Although most studies of autonomic function in IGT have examined changes in cardiovagal, adrenergic, or sudomotor function, some studies have examined other aspects of autonomic function (Boronikolos et al., 2015; Straznicky et al., 2012). For example, one study did examine the effect of IGT on upper gastrointestinal motility (Boronikolos et al., 2015). Gastric emptying, esophageal motility and gastrointestinal symptoms were examined in volunteers with diabetes (41), IGT (17) and normoglycemia (31). A gastric emptying breath test and high-resolution esophageal manometry were performed. Although impaired gastric emptying is usually a late feature of diabetes, it was delayed in individuals with IGT possibly secondary to acute hyperglycemia.

8. Progression of autonomic neuropathy

Although there is considerable data on the progression of autonomic neuropathy and diabetes, far less is known about the progression of autonomic neuropathy in IGT. This is probably because, first only fairly recently has an association between IGT and neuropathy been recognized and second it is now appreciated that glycemic control represents a continuum with fluctuations between IGT and T2DM being common early in the disease (Anon, 1996a, 2000, 2012). In one small study, the autonomic symptom score (ASS) and the E:I ratio were used to assess progression in autonomic neuropathy in persons with normoglycemia, IGT, and in patients with well-controlled T2DM (Zimmerman et al., 2018). Participants were recruited in 2003/2004 with a follow-up in 2014. The participants’ glucose tolerance was categorized using oral glucose tolerance tests. As expected the ASS was higher at follow-up in the T2DM group than in the NGT group (mean 1.21 ± 1.30 vs. 0.79 ± 0.7; p < 0.05). Interestingly, the ASS also increased in subjects with IGT over the 10-year period, however this was not statistically significant. In contrast the E:I ratio did not deteriorate more than could be expected due to age in well-controlled T2DM and in fact improved over 10 years in the IGT subjects, although this was only in 9 subjects and the variance was high. No relationship was found between E:I ratio and HbA1c or ASS. Even though this was a small cohort of subjects, the data for IGT and well-controlled T2DM subjects combined shows that there is minimal or no progression in the ASS and E:I ratio over 10 years and the autonomic symptoms do not correlate well with other measures of autonomic function as confirmed by another study using a different autonomic symptom score, the SAS (Zilliox et al., 2011).
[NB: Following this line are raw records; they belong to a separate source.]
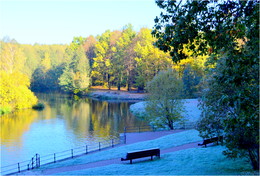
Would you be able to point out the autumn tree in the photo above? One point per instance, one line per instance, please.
(102, 68)
(149, 59)
(124, 57)
(228, 31)
(76, 75)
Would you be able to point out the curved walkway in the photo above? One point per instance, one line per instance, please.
(130, 138)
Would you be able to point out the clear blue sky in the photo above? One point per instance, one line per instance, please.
(57, 22)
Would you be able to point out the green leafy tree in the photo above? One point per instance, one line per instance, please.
(149, 59)
(164, 105)
(228, 31)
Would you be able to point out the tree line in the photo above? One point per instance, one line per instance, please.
(227, 31)
(120, 58)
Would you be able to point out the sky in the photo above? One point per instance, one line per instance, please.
(58, 21)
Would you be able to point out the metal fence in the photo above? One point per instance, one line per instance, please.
(145, 128)
(38, 160)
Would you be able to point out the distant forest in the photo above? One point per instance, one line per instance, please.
(120, 58)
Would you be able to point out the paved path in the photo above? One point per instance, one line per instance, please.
(131, 138)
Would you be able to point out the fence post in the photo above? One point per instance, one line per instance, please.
(54, 158)
(37, 160)
(19, 167)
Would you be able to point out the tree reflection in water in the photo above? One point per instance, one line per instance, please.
(65, 123)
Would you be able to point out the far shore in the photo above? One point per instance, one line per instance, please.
(113, 94)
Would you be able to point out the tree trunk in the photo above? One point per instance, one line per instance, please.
(254, 157)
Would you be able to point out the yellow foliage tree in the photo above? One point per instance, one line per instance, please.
(14, 91)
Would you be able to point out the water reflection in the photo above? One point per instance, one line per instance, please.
(64, 123)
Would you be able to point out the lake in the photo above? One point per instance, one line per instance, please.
(65, 123)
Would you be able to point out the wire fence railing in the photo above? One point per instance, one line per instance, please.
(38, 160)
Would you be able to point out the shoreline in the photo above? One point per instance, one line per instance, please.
(115, 95)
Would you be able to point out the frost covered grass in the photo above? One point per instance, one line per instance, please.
(164, 142)
(195, 161)
(192, 113)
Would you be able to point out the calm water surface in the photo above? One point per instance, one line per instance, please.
(65, 123)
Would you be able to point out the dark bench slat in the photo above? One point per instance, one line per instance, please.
(211, 140)
(140, 154)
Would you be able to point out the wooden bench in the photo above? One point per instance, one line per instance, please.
(211, 140)
(141, 154)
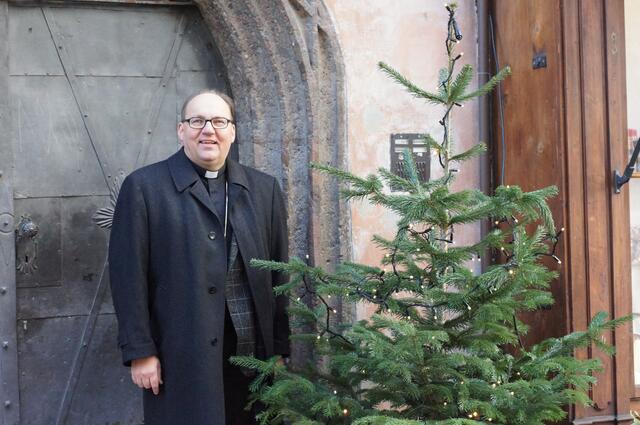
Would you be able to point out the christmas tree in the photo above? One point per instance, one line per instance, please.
(444, 346)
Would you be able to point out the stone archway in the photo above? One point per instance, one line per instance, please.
(285, 73)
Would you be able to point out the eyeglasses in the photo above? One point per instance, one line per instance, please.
(198, 123)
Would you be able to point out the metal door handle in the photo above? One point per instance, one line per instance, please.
(621, 180)
(26, 245)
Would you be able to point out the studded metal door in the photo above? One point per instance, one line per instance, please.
(94, 91)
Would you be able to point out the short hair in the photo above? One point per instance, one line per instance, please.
(227, 99)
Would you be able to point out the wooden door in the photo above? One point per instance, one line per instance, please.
(565, 124)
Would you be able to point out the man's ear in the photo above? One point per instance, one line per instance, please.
(180, 131)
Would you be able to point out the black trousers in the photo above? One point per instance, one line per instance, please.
(236, 384)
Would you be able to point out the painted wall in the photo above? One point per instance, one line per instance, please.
(410, 37)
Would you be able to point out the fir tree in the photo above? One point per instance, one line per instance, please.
(444, 344)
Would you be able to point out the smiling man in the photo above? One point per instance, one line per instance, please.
(184, 231)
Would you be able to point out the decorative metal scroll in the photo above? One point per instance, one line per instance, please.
(104, 216)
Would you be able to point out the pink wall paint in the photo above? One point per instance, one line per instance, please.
(408, 35)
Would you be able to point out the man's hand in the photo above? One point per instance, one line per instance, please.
(145, 373)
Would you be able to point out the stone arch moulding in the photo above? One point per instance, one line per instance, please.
(286, 74)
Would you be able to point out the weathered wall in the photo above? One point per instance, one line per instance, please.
(410, 38)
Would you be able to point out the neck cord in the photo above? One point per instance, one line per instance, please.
(226, 207)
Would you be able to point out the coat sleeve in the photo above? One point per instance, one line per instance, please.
(128, 267)
(280, 252)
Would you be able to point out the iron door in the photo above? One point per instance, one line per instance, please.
(94, 92)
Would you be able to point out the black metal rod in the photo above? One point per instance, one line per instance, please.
(621, 180)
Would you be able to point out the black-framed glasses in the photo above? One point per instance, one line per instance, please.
(198, 123)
A further study examined progression of somatic and autonomic neuropathy for up to 4 years (Kannan et al., 2014). The prevalence of autonomic neuropathy was determined in subjects with IGT and no other identifiable cause of neuropathy (Kannan et al., 2014). The tests used included heart rate response to deep breathing, Valsalva maneuver, standing (30:15 ratio), blood pressure response to standing and sympathetic skin response (SSR). An abnormality in ≥2 tests was considered as abnormal. The cohort included 30 age-matched controls and 58 subjects with IGT based on an oral glucose tolerance test and defined using World Health Organization (WHO) criteria. All subjects had normal glycosylated hemoglobin HbA1c, vitamin B12 levels, and thyroid function. Of the 58 subjects, autonomic neuropathy was detected during follow up in 8 (13.8%). Twenty subjects (34.5%) developed T2DM in the follow-up period.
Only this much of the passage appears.